The faculty cohort will help teach undergraduate classes about Native American studies, classes on language, literature and the college’s boarding school history.

Fort Lewis became a boarding school in 1891 after serving as a military post in conflicts between Native American tribes and Western settlers. Boarding schools forcibly separated Native Americans from their culture, traditions and languages. Fort Lewis boarding school closed in 1910.

“This is an exciting time for FLC and Native American and Indigenous Studies since our Native students have been asking for more faculty who look like them and who can identify with them,” said Lee Bitsóí, associate vice president for diversity affairs and special adviser to the president for Indigenous affairs. “In addition, with more Native faculty, we will be able to provide more curricular offerings throughout the college.”

In the new “Research and Reconciliation” social justice program, undergraduate students will have the opportunity to participate in summer programs, with financial assistance if applicable, then join a subsequent paid research assistantship. They will also have access to permanent new courses focused on Native American and Indigenous language, storytelling and history.

“We were trying to create a program that would get students really involved and excited about doing new types of research,” Nixon said.

The third aspect of the grant proposal focuses on helping students at community colleges attain a four-year degree.

The college will use grant money to offer financial support for transfer students from the Four Corners to FLC. The financial assistance focuses on Native American students, and first-generation college students and other students of color, Nixon said.

As part of FLC’s diversity, equity and inclusion goals, the college is creating training modules for students, faculty and staff members to understand the school’s history as a federal Native American boarding school and the origins of the Native American tuition waiver, Bitsóí said.

“We have a diversity, equity and inclusion plan that includes creating a holistic framework to ensure a strong sense of safety and belonging on the FLC campus,” Bitsóí said. “These training modules will clear up any misconceptions or misunderstandings by non-Native students, staff and faculty.”

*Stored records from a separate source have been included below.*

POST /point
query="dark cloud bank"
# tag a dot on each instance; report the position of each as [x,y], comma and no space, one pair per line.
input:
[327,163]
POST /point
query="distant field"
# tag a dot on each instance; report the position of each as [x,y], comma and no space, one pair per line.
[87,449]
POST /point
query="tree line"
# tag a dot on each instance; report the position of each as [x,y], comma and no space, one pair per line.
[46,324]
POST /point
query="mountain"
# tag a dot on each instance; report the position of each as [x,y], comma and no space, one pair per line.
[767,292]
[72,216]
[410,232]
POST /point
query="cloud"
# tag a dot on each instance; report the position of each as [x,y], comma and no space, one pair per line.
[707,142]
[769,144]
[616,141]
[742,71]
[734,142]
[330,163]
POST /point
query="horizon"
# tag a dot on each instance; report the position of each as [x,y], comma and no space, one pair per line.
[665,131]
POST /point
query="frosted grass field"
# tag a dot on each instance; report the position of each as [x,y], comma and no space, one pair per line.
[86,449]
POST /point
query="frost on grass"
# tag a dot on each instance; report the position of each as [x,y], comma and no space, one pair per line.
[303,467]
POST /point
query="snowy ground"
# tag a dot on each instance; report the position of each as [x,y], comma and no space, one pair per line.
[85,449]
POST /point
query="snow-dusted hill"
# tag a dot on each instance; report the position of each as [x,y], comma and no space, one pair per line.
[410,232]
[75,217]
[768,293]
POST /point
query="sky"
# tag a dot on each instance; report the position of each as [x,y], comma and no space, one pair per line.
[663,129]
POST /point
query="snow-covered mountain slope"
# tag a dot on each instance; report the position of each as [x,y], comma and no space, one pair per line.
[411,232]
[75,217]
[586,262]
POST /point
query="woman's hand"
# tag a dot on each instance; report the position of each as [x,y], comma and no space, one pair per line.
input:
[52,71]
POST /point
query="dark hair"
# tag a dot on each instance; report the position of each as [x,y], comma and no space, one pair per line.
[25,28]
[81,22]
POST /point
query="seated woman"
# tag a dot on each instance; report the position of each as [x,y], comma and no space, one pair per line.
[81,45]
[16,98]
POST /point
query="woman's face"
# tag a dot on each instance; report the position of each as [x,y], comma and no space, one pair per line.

With the Mellon Foundation grant, FLC will be able to engage with its history in new ways. Students will have new tools to study connection, reconciliation and what it means to be human in the arts and humanities courses, Nixon said.

“How do we come to terms with that and work it into our curriculum? How do we have students reimagine new futures and possibilities?” Nixon said.

It’s about coming together to come to terms with difficult questions, she said.

“Once students know how to do that, they can leave Fort Lewis and take on anything,” Nixon said.